Whatever the content of their curriculum, any middle or high school teacher’s primary goal should be to prepare their students for adulthood. The tricky part of that is we don’t know what their adulthood will look like. We don’t know if they will further their education or how much. We don’t know what kind of job they will have or what kind of social situation they will find themselves in. We can’t see the future, and even with clear evidence, it can be difficult to predict. What we can do is teach students how to be in charge of their own learning, so that whatever concrete skills and knowledge they need to be successful, if we haven’t taught it to them, they can teach it to themselves. However, we cannot teach students to teach themselves without giving them ample time to practice in a safe environment with a scaffolded process that gives them room to make mistakes and improve. Essentially, we are training students to take over our jobs. We must give them opportunities to be in charge of their own learning, or they will never learn how.

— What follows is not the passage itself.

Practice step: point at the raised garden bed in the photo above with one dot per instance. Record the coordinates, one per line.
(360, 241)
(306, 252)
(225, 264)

As a middle school teacher, I know my students have an increased need for respect, self-determination, and independence. While 6th graders need more scaffolding and support in having authority over their learning than, say, 9th graders, they still need some authority. And let me tell you, as a teacher who struggles with coming up with logical and respectful consequences for mis-behaviors, it is a relief to turn the question back on the student and say, “What do you think the consequence should be?” They almost always are more harsh on themselves than I would be, allowing me to be the good guy who reminds them the goal is growth, not punishment, but it also allows them to take responsibility for changing their behavior because they took part in determining the consequence and learn self-discipline in the process. Not because I had authority. Because we collaborated.
There are many things I love about Responsive Classroom, but their categorization of teacher leadership styles is not one of them. I encourage teachers who are unfamiliar with RC to learn about the methods and philosophies and take the training, if you can. I also encourage teachers who are familiar with RC to think critically about the different aspects, choosing for themselves which benefit their students and which do not. We must all practice learning and unlearning, have the humility to accept when someone else’s way is better, and have the self-respect to stick to our convictions, even when those we respect are telling us to take a different path.